Links became the hottest commodity on the Net, and PageRank the universal indicator of their worthiness. Have a PageRank 8? The world is yours. PageRank 1? I don't have the time to reply to your email. The level of manipulation to get the highest possible PageRank quickly grew out of hand. It was bought, swapped and stolen.
Link exchange underwent a huge boost in popularity at that time. It worked wonders for getting high rankings on Google. A huge set of problems developed:
- PageRank greed. It became more complicated than the simple "link to me and I'll link to you". Who can stuff more listings deeper in their directory, who found more dirty tricks to fool their link partners out of their share of PageRank.

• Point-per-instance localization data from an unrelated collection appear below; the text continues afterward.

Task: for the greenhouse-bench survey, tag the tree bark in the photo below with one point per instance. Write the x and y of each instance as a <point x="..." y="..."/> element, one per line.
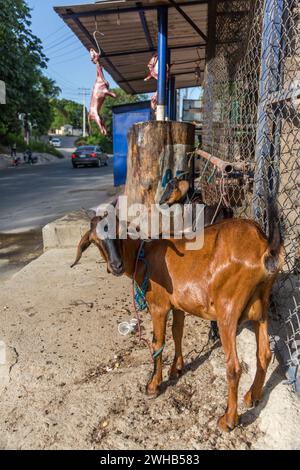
<point x="157" y="151"/>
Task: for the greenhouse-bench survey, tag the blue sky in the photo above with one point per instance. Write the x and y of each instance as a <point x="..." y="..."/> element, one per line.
<point x="69" y="64"/>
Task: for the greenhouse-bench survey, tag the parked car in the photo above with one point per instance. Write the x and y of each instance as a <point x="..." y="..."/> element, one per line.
<point x="56" y="142"/>
<point x="89" y="155"/>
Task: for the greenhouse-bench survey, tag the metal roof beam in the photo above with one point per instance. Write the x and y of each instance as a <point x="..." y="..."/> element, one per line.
<point x="188" y="19"/>
<point x="184" y="72"/>
<point x="92" y="40"/>
<point x="144" y="51"/>
<point x="171" y="48"/>
<point x="99" y="12"/>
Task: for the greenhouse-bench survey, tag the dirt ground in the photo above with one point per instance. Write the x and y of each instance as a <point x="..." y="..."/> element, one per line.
<point x="17" y="250"/>
<point x="71" y="381"/>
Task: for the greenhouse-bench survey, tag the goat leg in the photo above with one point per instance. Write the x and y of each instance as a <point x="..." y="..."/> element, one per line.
<point x="177" y="331"/>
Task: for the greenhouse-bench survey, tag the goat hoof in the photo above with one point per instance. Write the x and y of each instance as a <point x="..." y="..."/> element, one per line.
<point x="152" y="392"/>
<point x="175" y="373"/>
<point x="224" y="425"/>
<point x="249" y="400"/>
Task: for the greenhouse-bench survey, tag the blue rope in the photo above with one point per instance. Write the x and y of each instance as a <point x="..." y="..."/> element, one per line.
<point x="158" y="352"/>
<point x="140" y="291"/>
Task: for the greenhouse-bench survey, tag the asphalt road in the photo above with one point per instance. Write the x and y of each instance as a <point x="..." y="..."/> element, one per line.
<point x="32" y="196"/>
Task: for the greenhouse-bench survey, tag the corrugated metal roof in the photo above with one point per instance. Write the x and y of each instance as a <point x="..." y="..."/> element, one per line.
<point x="127" y="48"/>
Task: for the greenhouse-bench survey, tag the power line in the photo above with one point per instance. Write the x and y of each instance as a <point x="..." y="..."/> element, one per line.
<point x="72" y="59"/>
<point x="63" y="41"/>
<point x="63" y="78"/>
<point x="66" y="53"/>
<point x="54" y="32"/>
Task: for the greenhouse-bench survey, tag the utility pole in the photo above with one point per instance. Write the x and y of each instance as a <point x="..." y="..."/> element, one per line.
<point x="84" y="92"/>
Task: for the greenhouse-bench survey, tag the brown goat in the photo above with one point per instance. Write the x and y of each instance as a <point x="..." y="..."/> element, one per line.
<point x="228" y="280"/>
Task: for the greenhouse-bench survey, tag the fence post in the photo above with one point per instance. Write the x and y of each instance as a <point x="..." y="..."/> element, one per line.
<point x="162" y="63"/>
<point x="269" y="81"/>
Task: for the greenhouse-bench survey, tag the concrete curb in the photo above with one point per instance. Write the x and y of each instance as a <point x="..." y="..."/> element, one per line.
<point x="66" y="231"/>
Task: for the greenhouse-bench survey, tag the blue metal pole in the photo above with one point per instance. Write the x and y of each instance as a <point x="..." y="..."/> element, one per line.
<point x="162" y="63"/>
<point x="172" y="99"/>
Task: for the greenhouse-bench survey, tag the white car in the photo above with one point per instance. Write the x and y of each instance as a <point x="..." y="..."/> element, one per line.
<point x="56" y="142"/>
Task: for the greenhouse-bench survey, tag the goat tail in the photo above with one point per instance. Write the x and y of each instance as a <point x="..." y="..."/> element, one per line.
<point x="82" y="246"/>
<point x="272" y="260"/>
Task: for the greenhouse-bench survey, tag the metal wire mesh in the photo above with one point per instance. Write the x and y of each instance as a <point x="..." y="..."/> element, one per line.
<point x="251" y="119"/>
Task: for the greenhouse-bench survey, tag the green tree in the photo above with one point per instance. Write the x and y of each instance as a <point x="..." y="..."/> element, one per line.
<point x="21" y="66"/>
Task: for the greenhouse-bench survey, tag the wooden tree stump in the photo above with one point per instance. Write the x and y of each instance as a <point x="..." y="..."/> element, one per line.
<point x="157" y="151"/>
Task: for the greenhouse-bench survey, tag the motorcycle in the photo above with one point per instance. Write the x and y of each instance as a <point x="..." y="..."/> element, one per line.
<point x="28" y="158"/>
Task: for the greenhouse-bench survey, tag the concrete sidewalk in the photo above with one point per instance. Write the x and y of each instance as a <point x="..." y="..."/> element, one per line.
<point x="70" y="381"/>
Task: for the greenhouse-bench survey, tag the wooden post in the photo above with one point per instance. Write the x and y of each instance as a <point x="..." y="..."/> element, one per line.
<point x="157" y="151"/>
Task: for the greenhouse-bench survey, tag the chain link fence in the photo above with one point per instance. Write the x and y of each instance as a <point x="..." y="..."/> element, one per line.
<point x="251" y="122"/>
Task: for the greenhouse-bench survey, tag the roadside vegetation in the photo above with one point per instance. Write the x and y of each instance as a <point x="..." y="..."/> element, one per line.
<point x="22" y="63"/>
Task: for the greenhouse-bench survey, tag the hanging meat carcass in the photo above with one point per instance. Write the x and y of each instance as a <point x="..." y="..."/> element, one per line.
<point x="100" y="92"/>
<point x="153" y="73"/>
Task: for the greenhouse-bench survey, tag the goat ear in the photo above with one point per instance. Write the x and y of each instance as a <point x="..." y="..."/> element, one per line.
<point x="183" y="186"/>
<point x="82" y="246"/>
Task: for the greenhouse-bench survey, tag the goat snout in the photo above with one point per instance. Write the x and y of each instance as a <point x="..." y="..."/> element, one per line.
<point x="117" y="268"/>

- Generally low quality of link pages. These pages weren't created for people but for search engine bots. They contained a lot of garbage and most of the time were hardly usable for a human at all.
- Quantity over quality. It was always hard to find really good link partners, so people were tempted to go for the sheer quantity of links. A great number of automated tools assisted and further encouraged that practice, no matter what they wrote in their official guidelines.
That could not last long. Google gave warnings and recommendations, but finally it had to go in an all-out war on link exchange farms. In 2008, thousands of websites were banned from Google results for excessive and unnatural linking. Forums were filled with questions, confusion and anger.